La parole est à M. Pierre Méhaignerie.

M. Pierre Méhaignerie. J'ai déposé cet amendement avec quelques collègues, dont Marc Le Fur, ici présent. Notre Assemblée a voté l'écotaxe alors que Jean-Louis Borloo était ministre de l'écologie, si mes souvenirs sont bons. En raison du poids considérable de l'agroalimentaire dans leur économie et de leur situation périphérique, certaines régions, qui ont financé elles-mêmes une partie de leur réseau autoroutier, ont des charges extrêmement lourdes, sans rapport avec leur richesse et leur PIB. Aussi Jean-Louis Borloo avait-il été convaincu qu'il fallait légèrement amender la disposition, décision confirmée par le Premier ministre lors d'une visite en Bretagne. Je vous demande donc de concrétiser cet engagement pris à la fois par le ministre de l'époque et par le Premier ministre. La taxe et l'éco-taxe représentent un poids très lourd par rapport à la richesse de la Bretagne, mais cela peut être vrai pour d'autres régions françaises périphériques.

Mme la présidente. Quel est l'avis de la commission ?

M. Gilles Carrez, rapporteur général . J'étais plutôt favorable à cet amendement. J'ai ainsi pu rappeler que les transports agroalimentaires étaient très développés en Bretagne et qu'il fallait peut-être prendre cette particularité en considération, mais la commission ne m'a pas suivi, estimant que nous avions déjà fait un gros effort pour la périphéricité bretonne.

Lorsque j'ai fait remarquer qu'il n'y avait pas, en Bretagne, d'autoroutes à péage et que toutes les autoroutes bretonnes, qui sont d'excellente qualité, allaient être assujetties à la taxe, il m'a été répondu qu'on ne pouvait pas multiplier les avantages : puisque les Bretons avaient la chance d'éviter les péages autoroutiers, on n'allait pas de surcroît leur diviser la taxe par deux !

M. Pierre Méhaignerie. Mais ce réseau autoroutier, c'est nous qui l'avons payé !

Mme la présidente. Quel est l'avis du Gouvernement sur l'amendement ?

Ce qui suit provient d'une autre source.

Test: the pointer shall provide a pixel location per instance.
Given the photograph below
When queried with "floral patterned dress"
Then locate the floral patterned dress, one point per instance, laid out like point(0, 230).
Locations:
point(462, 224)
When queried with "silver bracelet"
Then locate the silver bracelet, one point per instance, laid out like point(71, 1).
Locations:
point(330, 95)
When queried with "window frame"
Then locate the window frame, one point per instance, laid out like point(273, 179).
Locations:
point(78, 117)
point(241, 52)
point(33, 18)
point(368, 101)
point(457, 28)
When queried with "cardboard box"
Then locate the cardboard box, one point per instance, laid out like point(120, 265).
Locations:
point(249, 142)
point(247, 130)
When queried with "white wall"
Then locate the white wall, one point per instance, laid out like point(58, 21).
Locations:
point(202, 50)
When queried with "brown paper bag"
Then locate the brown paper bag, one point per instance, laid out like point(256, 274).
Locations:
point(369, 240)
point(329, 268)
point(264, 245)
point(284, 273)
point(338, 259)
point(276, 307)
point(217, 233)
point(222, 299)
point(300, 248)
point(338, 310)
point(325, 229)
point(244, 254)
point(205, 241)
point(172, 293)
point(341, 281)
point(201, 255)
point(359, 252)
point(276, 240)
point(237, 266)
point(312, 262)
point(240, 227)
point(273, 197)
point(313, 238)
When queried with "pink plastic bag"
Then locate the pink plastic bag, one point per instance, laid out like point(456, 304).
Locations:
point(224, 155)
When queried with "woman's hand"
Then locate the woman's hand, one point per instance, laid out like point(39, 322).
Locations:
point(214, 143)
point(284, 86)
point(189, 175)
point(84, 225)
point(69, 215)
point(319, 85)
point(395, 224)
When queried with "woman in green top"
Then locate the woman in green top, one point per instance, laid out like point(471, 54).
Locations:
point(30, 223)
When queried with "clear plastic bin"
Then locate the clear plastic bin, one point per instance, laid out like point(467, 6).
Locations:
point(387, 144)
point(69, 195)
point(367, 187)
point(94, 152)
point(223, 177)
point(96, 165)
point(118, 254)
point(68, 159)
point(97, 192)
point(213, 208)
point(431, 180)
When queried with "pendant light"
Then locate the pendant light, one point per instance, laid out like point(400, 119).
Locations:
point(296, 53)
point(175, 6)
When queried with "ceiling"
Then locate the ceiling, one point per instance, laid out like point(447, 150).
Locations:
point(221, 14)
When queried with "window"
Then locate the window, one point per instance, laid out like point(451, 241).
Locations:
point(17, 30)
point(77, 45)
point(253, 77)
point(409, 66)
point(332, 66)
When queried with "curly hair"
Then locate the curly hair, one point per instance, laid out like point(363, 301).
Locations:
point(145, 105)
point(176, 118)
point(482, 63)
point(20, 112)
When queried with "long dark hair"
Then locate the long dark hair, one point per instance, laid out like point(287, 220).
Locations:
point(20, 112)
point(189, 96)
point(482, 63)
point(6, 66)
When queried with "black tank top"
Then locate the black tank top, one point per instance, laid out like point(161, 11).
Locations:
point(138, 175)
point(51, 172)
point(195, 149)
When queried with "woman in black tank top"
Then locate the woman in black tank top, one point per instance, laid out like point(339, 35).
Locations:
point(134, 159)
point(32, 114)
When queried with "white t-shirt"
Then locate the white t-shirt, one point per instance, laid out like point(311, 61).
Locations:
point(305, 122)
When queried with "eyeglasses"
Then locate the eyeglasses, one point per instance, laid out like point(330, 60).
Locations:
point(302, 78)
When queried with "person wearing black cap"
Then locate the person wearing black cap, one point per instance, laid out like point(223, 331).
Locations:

Mme Valérie Pécresse, ministre. Il s'agit de mieux prendre en compte les effets économiques de la taxe poids lourds. Le dispositif créant cette taxe prévoit déjà une minoration de taux plus importante pour les régions dites périphériques, qui ne disposent pas d'autoroutes à péage. L'amendement prévoit de porter cette minoration de 25 à 40 % pour la région bretonne. Le Gouvernement s'en remettra à la sagesse de l'Assemblée sur ce point, reconnaissant que, en effet, la Bretagne est la plus périphérique des régions périphériques.

Mme la présidente. La parole est à M. le président de la commission.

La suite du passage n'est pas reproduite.